Bacon Wrapped Medjool Dates Stuffed with Marcona Almonds and Blue Cheese Recipe: I made these dates last night on a recommendation from a fellow foodie friend and as I write this post I am currently munching on them straight from the refrigerator. While I prefer these bad boys straight from the oven, much like pizza, these are highly edible as a cold leftover!
A couple of things you will want to take particular care of when making this recipe. First, don’t overwhelm these with bacon. I use 1 strip of bacon for every three dates. You want a nice balanced flavor and wrapping an entire bacon strip around one date is way too much! Second, use marcona almonds, they are harder to find but the taste and texture are well worth the final result. Trader Joes usually has this type of almond. You can even use the truffled marcona almonds to add a unique twist to these stuffed dates.
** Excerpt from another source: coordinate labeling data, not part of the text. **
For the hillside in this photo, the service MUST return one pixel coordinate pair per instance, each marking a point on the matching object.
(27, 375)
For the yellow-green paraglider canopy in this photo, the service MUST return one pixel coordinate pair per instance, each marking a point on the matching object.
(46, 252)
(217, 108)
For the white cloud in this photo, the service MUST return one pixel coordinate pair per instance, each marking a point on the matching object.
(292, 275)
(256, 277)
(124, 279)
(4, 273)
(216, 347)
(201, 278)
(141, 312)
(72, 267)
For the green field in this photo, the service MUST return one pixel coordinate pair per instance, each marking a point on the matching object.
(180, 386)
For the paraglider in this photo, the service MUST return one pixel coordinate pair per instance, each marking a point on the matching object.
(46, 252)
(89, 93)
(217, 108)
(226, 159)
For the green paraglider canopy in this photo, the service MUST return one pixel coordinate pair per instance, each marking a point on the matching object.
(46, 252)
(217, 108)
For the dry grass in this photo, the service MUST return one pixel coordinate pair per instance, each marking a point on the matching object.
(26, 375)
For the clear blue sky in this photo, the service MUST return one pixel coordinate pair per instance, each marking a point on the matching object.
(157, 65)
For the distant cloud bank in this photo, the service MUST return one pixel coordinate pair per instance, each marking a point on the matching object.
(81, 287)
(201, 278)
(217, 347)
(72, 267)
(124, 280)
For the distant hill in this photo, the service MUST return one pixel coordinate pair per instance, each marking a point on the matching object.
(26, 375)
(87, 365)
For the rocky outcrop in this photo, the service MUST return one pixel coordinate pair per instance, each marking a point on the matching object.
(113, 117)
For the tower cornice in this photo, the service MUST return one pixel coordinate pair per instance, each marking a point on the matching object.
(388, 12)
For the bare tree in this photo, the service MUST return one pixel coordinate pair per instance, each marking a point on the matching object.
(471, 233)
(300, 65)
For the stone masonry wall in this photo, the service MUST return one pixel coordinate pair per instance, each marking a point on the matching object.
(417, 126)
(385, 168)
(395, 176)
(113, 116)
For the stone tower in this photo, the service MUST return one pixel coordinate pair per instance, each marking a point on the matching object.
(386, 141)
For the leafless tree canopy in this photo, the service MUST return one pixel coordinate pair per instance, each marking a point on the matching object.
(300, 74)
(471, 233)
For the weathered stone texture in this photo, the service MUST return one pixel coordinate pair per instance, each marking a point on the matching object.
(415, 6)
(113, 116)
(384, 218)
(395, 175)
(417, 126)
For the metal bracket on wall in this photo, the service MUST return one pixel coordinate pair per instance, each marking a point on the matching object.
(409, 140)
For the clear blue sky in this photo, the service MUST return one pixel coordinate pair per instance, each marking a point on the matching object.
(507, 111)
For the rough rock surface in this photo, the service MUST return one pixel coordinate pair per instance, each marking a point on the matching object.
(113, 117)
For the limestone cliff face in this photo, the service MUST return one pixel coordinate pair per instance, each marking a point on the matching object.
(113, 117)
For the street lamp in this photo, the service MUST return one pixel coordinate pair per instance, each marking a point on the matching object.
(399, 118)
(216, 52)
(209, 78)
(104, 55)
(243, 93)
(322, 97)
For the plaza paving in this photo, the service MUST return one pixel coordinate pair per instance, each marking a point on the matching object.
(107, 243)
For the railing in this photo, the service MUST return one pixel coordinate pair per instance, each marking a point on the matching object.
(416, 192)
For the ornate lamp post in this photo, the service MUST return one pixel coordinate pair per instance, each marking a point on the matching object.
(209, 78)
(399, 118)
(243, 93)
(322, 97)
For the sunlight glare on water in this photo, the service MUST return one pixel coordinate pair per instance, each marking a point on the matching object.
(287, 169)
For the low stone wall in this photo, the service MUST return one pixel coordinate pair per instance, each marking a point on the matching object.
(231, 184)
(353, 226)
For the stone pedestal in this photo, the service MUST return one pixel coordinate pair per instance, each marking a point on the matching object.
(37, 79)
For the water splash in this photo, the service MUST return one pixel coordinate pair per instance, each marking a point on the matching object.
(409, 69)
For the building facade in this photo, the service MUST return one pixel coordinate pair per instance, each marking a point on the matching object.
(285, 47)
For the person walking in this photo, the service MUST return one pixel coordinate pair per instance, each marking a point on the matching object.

Toasting the almonds will bring out there flavor and help to add a more layers to this already complex appetizer. Drizzling honey over top is highly recommended and will put these blue cheese stuffed medjool dates into overdrive.
Live to Eat!
- 24 Medjool Dates
- 12 Teaspoon Blue Cheese
- 48 Marcona Almonds
- 8 Strips of Bacon
- Preheat oven to 375 degrees.
- Lay the almonds on an un-greased baking sheet and toast for 10 minutes or until they are fragrant.
- Remove almonds from oven and allow to cool.
- Meanwhile, cut the dates in half lengthwise and remove the pits.
- Fill each date with ½ t blue cheese and 2 almonds. Fold dates back together (they will seal themselves).
- Wrap each date with ⅓ strip of bacon and secure with toothpick.
- Bake on greased baking sheet for 20 minutes at 375 degrees.